On the adversarial robustness of robust estimators

TL;DR

This paper analyzes the adversarial robustness of estimators by introducing an adversarial influence function, characterizing optimal attack strategies, and designing estimators that balance robustness against adversarial attacks and outliers.

Contribution

It introduces the adversarial influence function (AIF), characterizes optimal adversarial attacks, and designs estimators that optimize robustness tradeoffs.

Findings

AIF quantifies estimator sensitivity to adversarial attacks.

Optimal estimators minimize AIF, enhancing robustness.

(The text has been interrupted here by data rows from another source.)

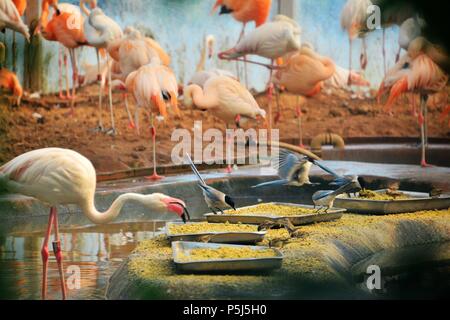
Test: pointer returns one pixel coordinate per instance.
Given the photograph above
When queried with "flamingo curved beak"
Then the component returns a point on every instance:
(179, 207)
(397, 89)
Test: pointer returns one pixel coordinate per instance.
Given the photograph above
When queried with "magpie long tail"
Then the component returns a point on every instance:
(271, 183)
(194, 169)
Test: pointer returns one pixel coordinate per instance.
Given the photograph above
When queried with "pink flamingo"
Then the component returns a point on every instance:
(61, 177)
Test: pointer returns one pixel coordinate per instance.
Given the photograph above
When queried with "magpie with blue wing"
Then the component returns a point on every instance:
(293, 169)
(346, 184)
(215, 199)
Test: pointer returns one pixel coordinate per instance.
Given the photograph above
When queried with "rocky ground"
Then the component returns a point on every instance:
(45, 122)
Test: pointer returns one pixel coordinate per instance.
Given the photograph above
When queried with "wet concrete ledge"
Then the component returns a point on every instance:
(27, 214)
(319, 265)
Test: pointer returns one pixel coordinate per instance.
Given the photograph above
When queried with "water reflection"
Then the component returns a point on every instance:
(97, 251)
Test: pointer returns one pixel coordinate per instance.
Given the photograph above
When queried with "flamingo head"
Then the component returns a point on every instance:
(210, 41)
(413, 74)
(188, 95)
(93, 4)
(396, 80)
(161, 202)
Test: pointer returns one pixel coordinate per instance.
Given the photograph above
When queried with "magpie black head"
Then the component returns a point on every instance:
(362, 183)
(225, 10)
(230, 202)
(166, 95)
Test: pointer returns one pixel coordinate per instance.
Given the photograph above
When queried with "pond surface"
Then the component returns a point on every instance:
(97, 251)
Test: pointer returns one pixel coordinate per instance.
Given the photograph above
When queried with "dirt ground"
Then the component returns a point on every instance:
(338, 112)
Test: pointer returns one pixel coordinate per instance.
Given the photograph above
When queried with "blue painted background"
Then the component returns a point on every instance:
(180, 27)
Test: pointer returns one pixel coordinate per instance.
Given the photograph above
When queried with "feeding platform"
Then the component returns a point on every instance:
(259, 214)
(409, 202)
(219, 258)
(209, 235)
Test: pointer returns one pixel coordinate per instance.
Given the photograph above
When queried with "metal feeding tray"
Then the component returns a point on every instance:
(332, 214)
(216, 237)
(418, 202)
(223, 265)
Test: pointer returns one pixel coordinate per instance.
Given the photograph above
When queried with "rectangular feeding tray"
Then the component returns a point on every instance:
(303, 219)
(216, 237)
(418, 202)
(223, 265)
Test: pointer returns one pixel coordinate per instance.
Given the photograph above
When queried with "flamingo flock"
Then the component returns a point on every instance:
(139, 67)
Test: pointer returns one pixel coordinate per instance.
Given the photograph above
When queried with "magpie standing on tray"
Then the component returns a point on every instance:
(346, 184)
(293, 169)
(215, 199)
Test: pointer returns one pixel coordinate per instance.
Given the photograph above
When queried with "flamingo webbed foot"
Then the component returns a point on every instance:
(424, 164)
(155, 177)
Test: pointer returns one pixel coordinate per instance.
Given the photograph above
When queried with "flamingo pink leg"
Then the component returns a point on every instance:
(229, 169)
(155, 175)
(423, 133)
(299, 117)
(44, 252)
(349, 81)
(58, 254)
(60, 62)
(66, 65)
(131, 124)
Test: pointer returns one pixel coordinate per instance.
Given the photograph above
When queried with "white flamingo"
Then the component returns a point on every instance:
(62, 176)
(202, 75)
(10, 18)
(101, 31)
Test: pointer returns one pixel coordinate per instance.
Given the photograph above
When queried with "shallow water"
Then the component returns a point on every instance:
(96, 251)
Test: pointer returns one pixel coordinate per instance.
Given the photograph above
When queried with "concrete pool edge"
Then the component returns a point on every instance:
(322, 270)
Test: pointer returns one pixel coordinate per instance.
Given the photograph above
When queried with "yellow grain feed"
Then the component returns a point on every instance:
(381, 196)
(204, 227)
(268, 209)
(200, 254)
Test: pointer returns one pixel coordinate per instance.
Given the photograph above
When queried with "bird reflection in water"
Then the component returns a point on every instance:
(96, 251)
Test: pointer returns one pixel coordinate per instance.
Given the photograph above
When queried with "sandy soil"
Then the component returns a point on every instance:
(20, 131)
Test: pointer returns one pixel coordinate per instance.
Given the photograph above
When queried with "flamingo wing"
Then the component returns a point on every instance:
(64, 172)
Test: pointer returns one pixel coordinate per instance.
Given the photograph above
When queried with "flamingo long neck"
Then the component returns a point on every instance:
(200, 99)
(202, 62)
(83, 8)
(109, 215)
(44, 15)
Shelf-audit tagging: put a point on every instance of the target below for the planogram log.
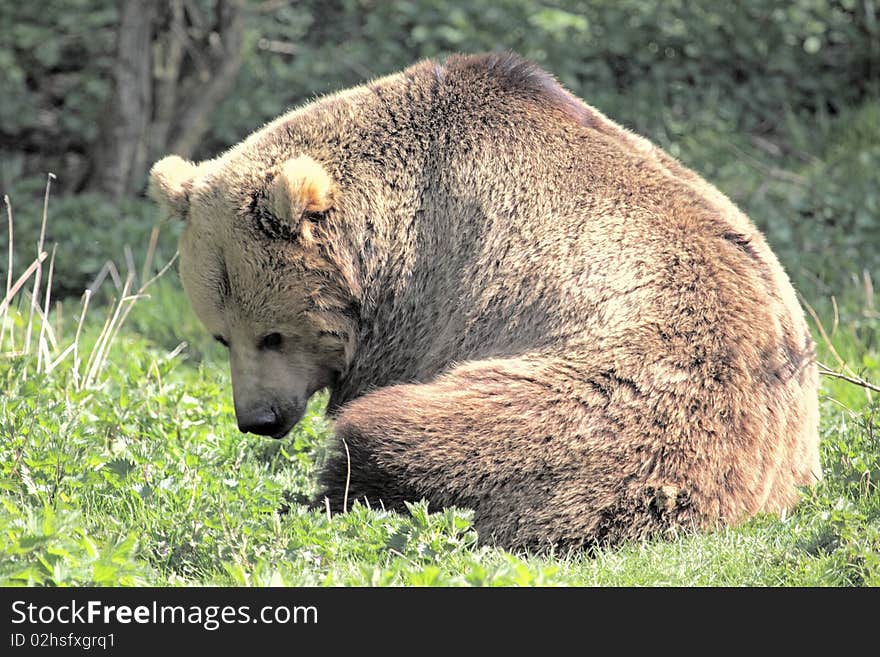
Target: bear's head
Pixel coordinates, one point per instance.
(258, 271)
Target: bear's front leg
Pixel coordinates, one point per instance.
(507, 438)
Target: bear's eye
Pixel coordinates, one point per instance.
(271, 341)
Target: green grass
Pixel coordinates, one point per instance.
(141, 477)
(146, 480)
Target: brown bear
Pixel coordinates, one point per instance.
(518, 307)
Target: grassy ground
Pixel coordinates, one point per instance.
(131, 470)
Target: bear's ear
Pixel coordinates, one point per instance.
(302, 185)
(170, 179)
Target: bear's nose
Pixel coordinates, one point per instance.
(262, 421)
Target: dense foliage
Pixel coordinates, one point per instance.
(139, 475)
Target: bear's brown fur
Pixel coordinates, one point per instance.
(518, 306)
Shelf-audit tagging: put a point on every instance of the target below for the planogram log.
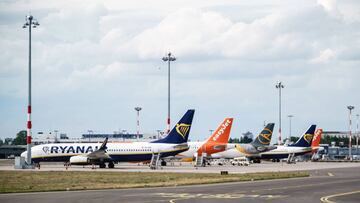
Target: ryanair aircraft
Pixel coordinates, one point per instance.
(100, 154)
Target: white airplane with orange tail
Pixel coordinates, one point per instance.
(217, 142)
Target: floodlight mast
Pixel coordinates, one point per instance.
(168, 58)
(350, 144)
(279, 86)
(31, 23)
(138, 109)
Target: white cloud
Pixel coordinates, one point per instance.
(324, 56)
(103, 58)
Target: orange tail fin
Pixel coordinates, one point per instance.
(218, 140)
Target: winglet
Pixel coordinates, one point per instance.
(264, 138)
(306, 139)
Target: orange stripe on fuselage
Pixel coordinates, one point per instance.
(218, 140)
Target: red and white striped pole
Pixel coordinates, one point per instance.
(168, 58)
(31, 23)
(279, 86)
(138, 109)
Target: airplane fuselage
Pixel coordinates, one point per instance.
(118, 152)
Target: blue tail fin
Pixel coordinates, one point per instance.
(180, 133)
(264, 138)
(306, 139)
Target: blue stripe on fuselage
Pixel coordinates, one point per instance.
(279, 156)
(114, 157)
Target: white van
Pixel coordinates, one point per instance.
(240, 161)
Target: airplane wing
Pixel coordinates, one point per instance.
(96, 157)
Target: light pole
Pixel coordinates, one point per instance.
(90, 131)
(350, 109)
(56, 131)
(168, 58)
(138, 109)
(279, 86)
(31, 23)
(211, 131)
(357, 134)
(290, 116)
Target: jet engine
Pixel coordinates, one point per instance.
(79, 160)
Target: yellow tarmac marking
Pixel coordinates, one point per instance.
(326, 198)
(187, 196)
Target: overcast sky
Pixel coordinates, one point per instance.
(94, 61)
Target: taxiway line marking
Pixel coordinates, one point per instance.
(326, 198)
(306, 185)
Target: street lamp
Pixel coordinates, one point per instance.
(357, 134)
(290, 116)
(279, 86)
(138, 109)
(31, 23)
(350, 109)
(211, 131)
(168, 58)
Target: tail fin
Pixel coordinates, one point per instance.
(180, 133)
(306, 139)
(217, 142)
(316, 139)
(222, 133)
(103, 145)
(264, 138)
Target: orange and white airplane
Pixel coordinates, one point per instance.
(315, 145)
(217, 142)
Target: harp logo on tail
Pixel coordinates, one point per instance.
(308, 137)
(182, 129)
(265, 136)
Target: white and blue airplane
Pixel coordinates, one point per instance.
(100, 154)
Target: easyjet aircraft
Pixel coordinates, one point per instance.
(315, 145)
(253, 149)
(301, 147)
(217, 142)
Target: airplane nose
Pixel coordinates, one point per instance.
(24, 154)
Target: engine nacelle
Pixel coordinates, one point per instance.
(79, 160)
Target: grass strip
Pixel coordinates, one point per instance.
(30, 181)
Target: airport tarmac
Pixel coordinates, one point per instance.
(325, 185)
(189, 168)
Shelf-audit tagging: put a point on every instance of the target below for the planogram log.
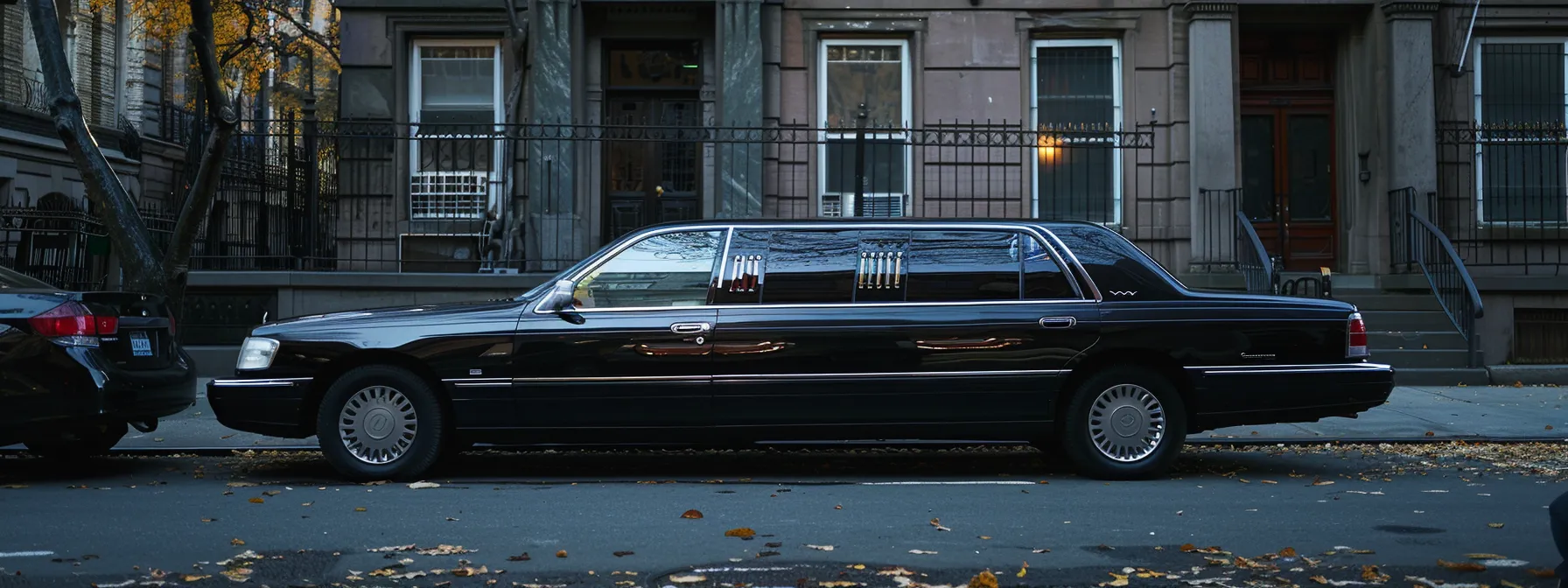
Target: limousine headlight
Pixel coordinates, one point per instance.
(256, 354)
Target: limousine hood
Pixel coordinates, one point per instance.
(422, 316)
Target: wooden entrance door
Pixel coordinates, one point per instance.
(1288, 143)
(1288, 182)
(651, 164)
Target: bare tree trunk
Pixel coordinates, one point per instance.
(512, 214)
(121, 220)
(176, 261)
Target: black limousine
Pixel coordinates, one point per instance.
(730, 332)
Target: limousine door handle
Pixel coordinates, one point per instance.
(690, 328)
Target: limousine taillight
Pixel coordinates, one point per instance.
(1355, 336)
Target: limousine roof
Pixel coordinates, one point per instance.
(877, 220)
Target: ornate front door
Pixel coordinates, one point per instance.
(651, 164)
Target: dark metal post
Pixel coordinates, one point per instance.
(859, 162)
(312, 179)
(292, 221)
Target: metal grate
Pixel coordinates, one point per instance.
(449, 195)
(1540, 336)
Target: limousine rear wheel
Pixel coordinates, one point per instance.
(380, 422)
(1124, 424)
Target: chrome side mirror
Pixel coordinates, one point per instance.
(558, 298)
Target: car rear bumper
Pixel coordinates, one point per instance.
(1231, 396)
(269, 407)
(73, 386)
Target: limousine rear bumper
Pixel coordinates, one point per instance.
(1233, 396)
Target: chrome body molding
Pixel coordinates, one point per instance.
(1221, 370)
(748, 376)
(259, 382)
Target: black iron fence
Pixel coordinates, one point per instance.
(466, 198)
(25, 90)
(1502, 196)
(65, 245)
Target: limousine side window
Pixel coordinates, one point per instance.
(963, 267)
(809, 267)
(1043, 278)
(673, 269)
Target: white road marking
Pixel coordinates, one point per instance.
(952, 483)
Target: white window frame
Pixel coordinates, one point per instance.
(1116, 118)
(416, 98)
(905, 105)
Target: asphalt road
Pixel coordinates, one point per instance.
(891, 518)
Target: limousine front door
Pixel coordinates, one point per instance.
(635, 346)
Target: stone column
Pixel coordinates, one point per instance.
(740, 108)
(1211, 82)
(552, 196)
(1411, 110)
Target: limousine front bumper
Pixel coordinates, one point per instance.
(269, 407)
(1233, 396)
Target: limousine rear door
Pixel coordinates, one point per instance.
(891, 326)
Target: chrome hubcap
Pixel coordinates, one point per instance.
(378, 425)
(1126, 422)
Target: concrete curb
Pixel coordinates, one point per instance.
(1530, 375)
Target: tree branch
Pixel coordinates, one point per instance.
(121, 218)
(206, 186)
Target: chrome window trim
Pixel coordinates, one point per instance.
(833, 304)
(259, 382)
(1046, 237)
(1079, 265)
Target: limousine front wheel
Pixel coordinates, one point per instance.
(380, 422)
(1124, 424)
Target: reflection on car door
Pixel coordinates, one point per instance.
(894, 326)
(635, 348)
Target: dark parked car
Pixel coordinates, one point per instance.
(77, 368)
(738, 332)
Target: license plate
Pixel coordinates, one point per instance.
(140, 344)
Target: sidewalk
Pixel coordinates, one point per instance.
(1437, 413)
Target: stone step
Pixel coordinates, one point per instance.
(1421, 358)
(1380, 340)
(1390, 301)
(1407, 320)
(1441, 376)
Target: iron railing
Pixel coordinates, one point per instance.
(1449, 279)
(430, 198)
(1502, 196)
(65, 245)
(1253, 261)
(25, 90)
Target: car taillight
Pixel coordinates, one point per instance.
(1355, 338)
(73, 324)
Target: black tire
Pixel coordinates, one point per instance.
(1079, 445)
(80, 443)
(424, 447)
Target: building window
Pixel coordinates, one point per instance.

Tradeoff identified between AIF and classical influence function.

Abstract

Motivated by recent data analytics applications, we study the adversarial robustness of robust estimators. Instead of assuming that only a fraction of the data points are outliers as considered in the classic robust estimation setup, in this paper, we consider an adversarial setup in which an attacker can observe the whole dataset and can modify all data samples in an adversarial manner so as to maximize the estimation error caused by his attack. We characterize the attacker's optimal attack strategy, and further introduce adversarial influence function (AIF) to quantify an estimator's sensitivity to such adversarial attacks. We provide an approach to characterize AIF for any given robust estimator, and then design optimal estimator that minimizes AIF, which implies it is least sensitive to adversarial attacks and hence is most robust against adversarial attacks. From this characterization, we identify a tradeoff between AIF (i.e., robustness against adversarial attack) and influence function, a quantity used in classic robust estimators to measure robustness against outliers, and design estimators that strike a desirable tradeoff between these two quantities.